By Patrick Martin
| 18 March 2011
The Age, a daily newspaper in Melbourne, Australia, reported Wednesday that WikiLeaks had been told last August 11 that co-founder Julian Assange was the subject of investigations by US and Australia security organizations.
According to the article, “Sources within WikiLeaks have told The Age that an Australian intelligence official privately warned WikiLeaks on August 11 last year that Assange was the subject of inquiries by the Australian Security Intelligence Organisation, and that information relating to him and others associated with WikiLeaks had been provided to the US in response to requests through intelligence liaison channels.”
The Australian intelligence official “specifically warned that Assange could be at the risk of ‘dirty tricks’ from the US intelligence community, including the possibility of sexual entrapment,” the newspaper said. Nine days after this warning, a Swedish newspaper revealed that Swedish police wanted to question Assange on sexual assault allegations by two women. Assange told the Al Jazeera television network August 23 about the warning from Australian intelligence earlier in the month, a direct confirmation of the story carried in the Melbourne newspaper yesterday.
Assange is fighting extradition from Great Britain to Sweden under a European Arrest Warrant issued by one Swedish prosecutor after another refused to bring charges, contending there was no evidence Assange had committed any crime. A London judge ruled in favour of extradition last month, and lawyers for Assange have filed papers with the court seeking leave to appeal. Assange is under virtual house arrest in Britain while the court case proceeds.
The report in The Age underscores the likelihood that the prosecution of Assange in Sweden was organized by the Central Intelligence Agency, for the twofold purpose of disrupting WikiLeaks’ ongoing exposures of US war crimes and creating the conditions where Assange could eventually be extradited to the United States for prosecution under “war on terror” procedures that make a mockery of due process.
On Tuesday, the high commissioner for human rights of the Council of Europe, Thomas Hammarberg, called the European Arrest Warrant a “threat to human rights,” citing its highly publicized use against Assange. He said the procedure was frequently subject to abuse by prosecutors. EAWs were introduced in 2002 as an alleged anti-terrorism measure, but instead of being used only for those suspected or convicted of the most serious crimes, the process is now being used indiscriminately.
“Human rights organizations have expressed concerns about the imprisonment of innocent persons, disproportionate arrests, violations of procedural rights and the impossibility in some countries for an innocent person to appeal against a decision to be surrendered,” Hammarberg said in Brussels. “The problems appear to have worsened with the increase of the number of EAWs—there are now an average of more than one thousand per month, the overwhelming majority of which relate to minor crimes.”

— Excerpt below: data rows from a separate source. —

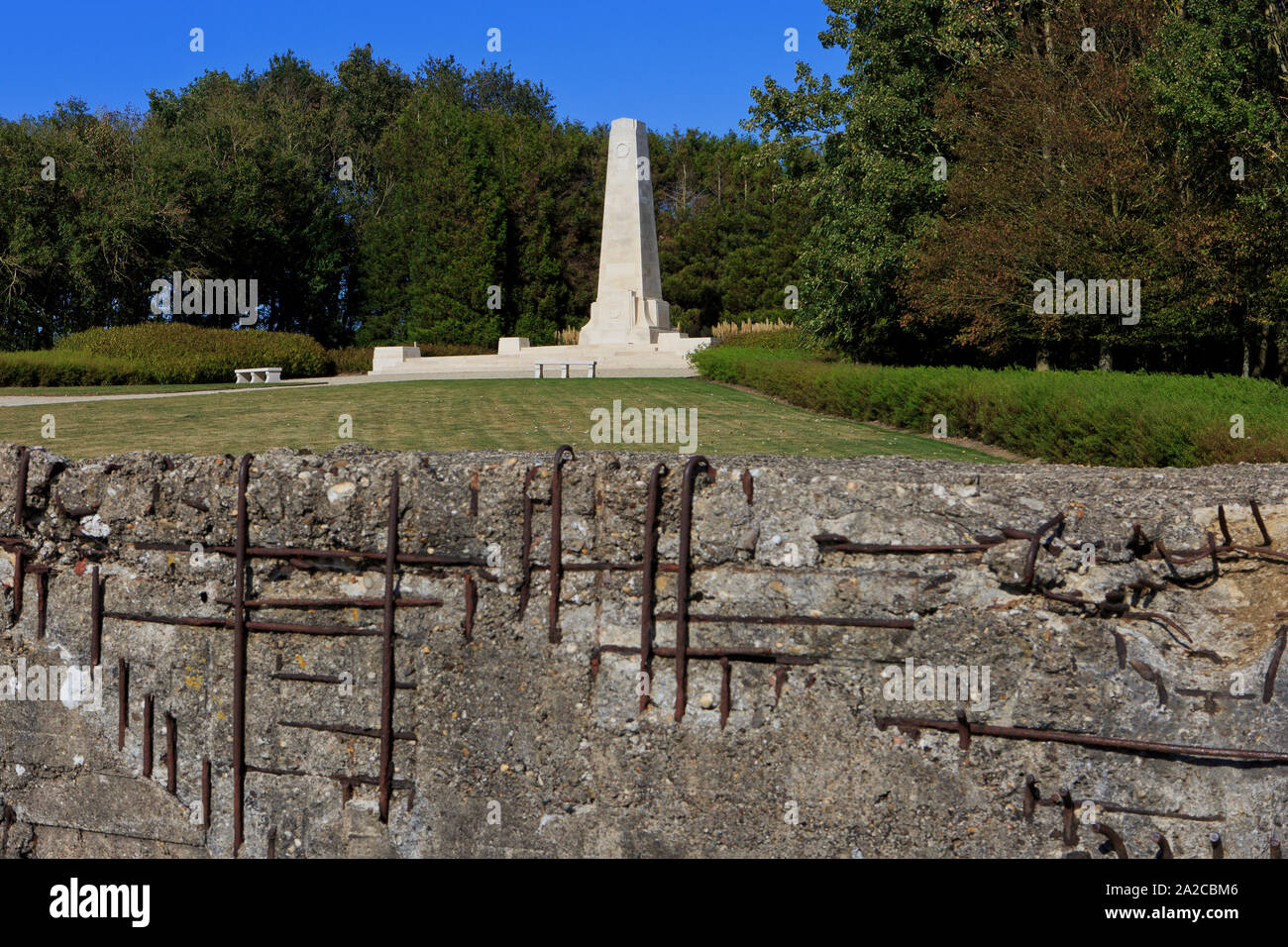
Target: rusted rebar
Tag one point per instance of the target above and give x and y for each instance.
(682, 581)
(1090, 740)
(386, 654)
(123, 701)
(20, 504)
(555, 578)
(649, 581)
(240, 655)
(1267, 688)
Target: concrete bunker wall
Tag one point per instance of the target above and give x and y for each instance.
(500, 710)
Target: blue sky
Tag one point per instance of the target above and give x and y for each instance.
(666, 62)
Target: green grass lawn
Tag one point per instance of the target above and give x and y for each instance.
(80, 390)
(502, 414)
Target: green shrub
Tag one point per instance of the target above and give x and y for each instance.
(53, 368)
(179, 354)
(1067, 416)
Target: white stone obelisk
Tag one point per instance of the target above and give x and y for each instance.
(629, 308)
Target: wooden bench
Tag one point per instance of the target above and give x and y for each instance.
(258, 375)
(563, 368)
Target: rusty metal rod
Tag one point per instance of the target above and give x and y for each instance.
(386, 654)
(171, 754)
(331, 602)
(240, 655)
(147, 735)
(471, 604)
(347, 729)
(649, 579)
(123, 701)
(790, 620)
(682, 582)
(95, 620)
(526, 579)
(20, 504)
(205, 791)
(279, 626)
(1261, 523)
(554, 634)
(1090, 740)
(1267, 688)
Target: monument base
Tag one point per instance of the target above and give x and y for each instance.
(669, 357)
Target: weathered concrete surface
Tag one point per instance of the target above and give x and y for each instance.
(513, 725)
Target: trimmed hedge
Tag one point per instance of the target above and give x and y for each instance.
(178, 354)
(53, 368)
(1065, 416)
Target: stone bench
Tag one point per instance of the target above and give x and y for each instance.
(258, 375)
(563, 368)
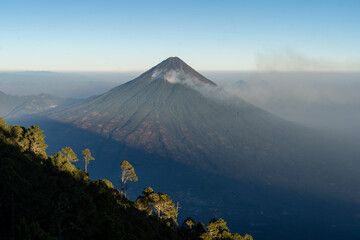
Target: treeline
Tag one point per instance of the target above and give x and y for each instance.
(46, 197)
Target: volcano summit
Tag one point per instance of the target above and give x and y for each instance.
(175, 112)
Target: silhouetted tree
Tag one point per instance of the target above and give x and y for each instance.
(127, 174)
(160, 203)
(69, 154)
(87, 157)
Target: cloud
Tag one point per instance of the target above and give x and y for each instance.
(289, 60)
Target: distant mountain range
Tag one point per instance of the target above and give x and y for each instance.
(14, 106)
(173, 111)
(215, 153)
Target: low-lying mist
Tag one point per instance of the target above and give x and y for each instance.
(328, 101)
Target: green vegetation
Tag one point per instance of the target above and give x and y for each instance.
(127, 174)
(87, 157)
(46, 197)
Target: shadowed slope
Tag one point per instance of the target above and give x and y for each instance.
(167, 112)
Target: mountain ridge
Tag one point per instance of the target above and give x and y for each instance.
(218, 134)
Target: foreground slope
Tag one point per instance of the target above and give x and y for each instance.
(175, 112)
(45, 197)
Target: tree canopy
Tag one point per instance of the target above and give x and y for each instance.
(69, 154)
(127, 174)
(87, 157)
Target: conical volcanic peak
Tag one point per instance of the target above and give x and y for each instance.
(174, 69)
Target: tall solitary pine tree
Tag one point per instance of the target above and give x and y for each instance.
(87, 157)
(127, 174)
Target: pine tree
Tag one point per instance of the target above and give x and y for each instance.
(87, 157)
(69, 154)
(127, 174)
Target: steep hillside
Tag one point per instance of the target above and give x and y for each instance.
(46, 197)
(175, 112)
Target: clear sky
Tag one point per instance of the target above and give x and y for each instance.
(102, 35)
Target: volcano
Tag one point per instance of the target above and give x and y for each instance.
(175, 112)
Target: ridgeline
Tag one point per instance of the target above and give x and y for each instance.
(46, 197)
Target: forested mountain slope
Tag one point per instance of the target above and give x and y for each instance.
(46, 197)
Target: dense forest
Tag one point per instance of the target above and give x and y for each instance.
(46, 197)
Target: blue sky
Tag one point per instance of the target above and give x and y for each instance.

The human rights commissioner singled out the fact that the only condition for executing an EAW is that the suspect be accused of a crime carrying a minimum prison sentence of 12 months. There is no requirement that there be significant evidence against the suspect, let alone an actual conviction.
In a statement to the press, Catherine Heard of the British non-profit Fair Trials International said there was an extensive record of EAW abuses. “We have seen the lives and futures of many ordinary people—teachers, firemen, chefs and students—blighted by the European Arrest Warrant, a system that infringes basic rights and fails to deliver a fair and efficient extradition system,” she said.
European Union Justice Commissioner Viviane Reding told the website EUObserver.com that the European Commission was currently reviewing the EAW procedure and would publish proposals for amendment next month. These are unlikely to affect the case of Assange, however, she indicated.
Meanwhile the WikiLeaks website continues to publish thousands of US diplomatic cables, mainly from the decade ending in 2009. On Thursday, the Turkish Daily Taraf began publishing the 11,000 documents relating to Turkey from that period. Julian Assange announced an agreement with the newspaper, which does not provide for any monetary transaction.
The Turkish newspaper said it would disguise the names of powerless individuals who might be victimized by the Turkish military or government or by other political forces in Turkey. However, it maintained that “people who have the power to defend themselves in an impartial legal process or by employing their political and financial power will not be redacted no matter what judicial system they answer to.”
PATRICK MARTIN is a senior political analyst with the World Socialist Web Site.